Screw - Phillips Head (3/8", 2-56)

Screw - Phillips Head (3/8", 2-56)

$0.15 $0.05
Nut - Metal (2-56)

Nut - Metal (2-56)

$0.15 $0.04

If you would like to include an LCD as a device in your eagle design, then you will find the SparkFun-boards.lbr very useful. It is located in the larger github repository that contains all of the SparkFun Eagle Libraries.

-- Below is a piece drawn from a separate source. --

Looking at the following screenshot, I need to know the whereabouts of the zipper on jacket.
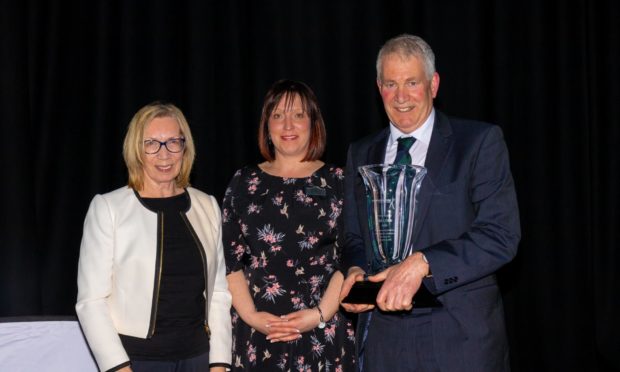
[179,212,211,338]
[146,212,164,338]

Inside the library you will find the SER_LCD_QWIIC devices that allow you to simply drop this into your design and start netting/routing as desired!

screenshot of eagle library highlighting the serlcd device

Our Eagle device shown in the Eagle Library Manager.

As another option, we have included footprints that have only the reference layers, with no electrical connections (that is, no device with a symbol and linked pins/pads).


These "reference only" footprints are useful for dropping into a design and then quickly knowing the location of your standoff holes, the screen, the qwiic connector and such. If you plan to use the qwiic connection, but still want to mount a SerLCD into your PCB design, the "reference only" footprints are the best option. You can add these as a part directly into your board editor, and you'll be ready to drop in standoff holes and start designing.